Note: This example uses Protelis version 0.1.0, while current version is 13.1.0-dev0f+6aed1deb. As such, the provided code might not work with newer releases.

This example has been presented in the paper:

Protelis: Practical Aggregate Programming by Danilo Pianini, Mirko Viroli, and Jacob Beal; published in the Proceedings of the 30th Annual ACM Symposium on Applied Computing, April 2015

Network services management

A common problem in managing enterprise services is a failure in one or more services can cause the overall system to get wedged, due to many dependences between different services and server. After such a failure cascade, the network can only become fully functional by restarting the servers and services in the correct order. Network services management can coordinate the order of shutdown and restarts.

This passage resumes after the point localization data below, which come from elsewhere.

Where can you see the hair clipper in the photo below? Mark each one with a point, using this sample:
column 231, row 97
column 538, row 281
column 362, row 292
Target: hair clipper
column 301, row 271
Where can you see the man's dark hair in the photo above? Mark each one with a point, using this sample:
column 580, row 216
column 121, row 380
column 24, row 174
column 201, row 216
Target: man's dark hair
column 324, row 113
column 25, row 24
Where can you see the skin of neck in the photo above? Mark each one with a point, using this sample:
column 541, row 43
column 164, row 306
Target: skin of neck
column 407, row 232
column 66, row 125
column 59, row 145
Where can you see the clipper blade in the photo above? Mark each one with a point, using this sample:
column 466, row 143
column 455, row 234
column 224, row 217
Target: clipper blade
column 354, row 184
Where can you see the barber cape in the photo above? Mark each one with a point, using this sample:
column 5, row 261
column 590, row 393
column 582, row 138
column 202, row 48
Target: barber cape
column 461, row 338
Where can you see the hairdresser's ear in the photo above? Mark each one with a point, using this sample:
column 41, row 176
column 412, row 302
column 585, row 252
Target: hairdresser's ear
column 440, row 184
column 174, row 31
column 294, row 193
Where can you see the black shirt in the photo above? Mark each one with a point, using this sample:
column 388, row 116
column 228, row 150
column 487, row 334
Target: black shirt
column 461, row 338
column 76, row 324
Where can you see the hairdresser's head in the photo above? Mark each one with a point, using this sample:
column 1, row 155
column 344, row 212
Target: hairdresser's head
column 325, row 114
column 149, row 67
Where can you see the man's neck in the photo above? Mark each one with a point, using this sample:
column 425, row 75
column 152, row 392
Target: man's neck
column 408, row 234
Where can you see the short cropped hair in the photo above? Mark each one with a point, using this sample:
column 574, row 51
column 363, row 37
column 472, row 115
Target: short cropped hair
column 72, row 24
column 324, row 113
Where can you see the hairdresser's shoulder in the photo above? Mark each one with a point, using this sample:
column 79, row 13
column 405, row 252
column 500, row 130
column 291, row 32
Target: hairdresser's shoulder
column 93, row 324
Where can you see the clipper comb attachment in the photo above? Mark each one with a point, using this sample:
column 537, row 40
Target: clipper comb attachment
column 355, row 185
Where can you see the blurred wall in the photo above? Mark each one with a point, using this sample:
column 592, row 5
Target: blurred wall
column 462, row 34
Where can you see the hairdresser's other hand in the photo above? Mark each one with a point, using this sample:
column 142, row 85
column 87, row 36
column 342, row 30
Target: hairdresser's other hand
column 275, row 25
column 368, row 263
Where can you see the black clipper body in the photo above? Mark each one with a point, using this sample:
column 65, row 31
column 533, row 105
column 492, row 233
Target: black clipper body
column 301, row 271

Using Protelis and the principles of aggregate programming, it is straightforward to write a daemon to monitor each service and communicate with other services to execute a coordinated shutdown and restart. We illustrate how dependency-directed coordination can be implemented with very little code.

Dependent Service Network

This example scenario features an enterprise network for a small company, with dependencies between two key databases and the internal and external servers running web applications. The scenario was implemented on a network of EmuLab servers, with the services emulated as simple query-response networking programs in Java that entered a “hung” state either by being externally triggered to crash or after their queries began to consistently fail.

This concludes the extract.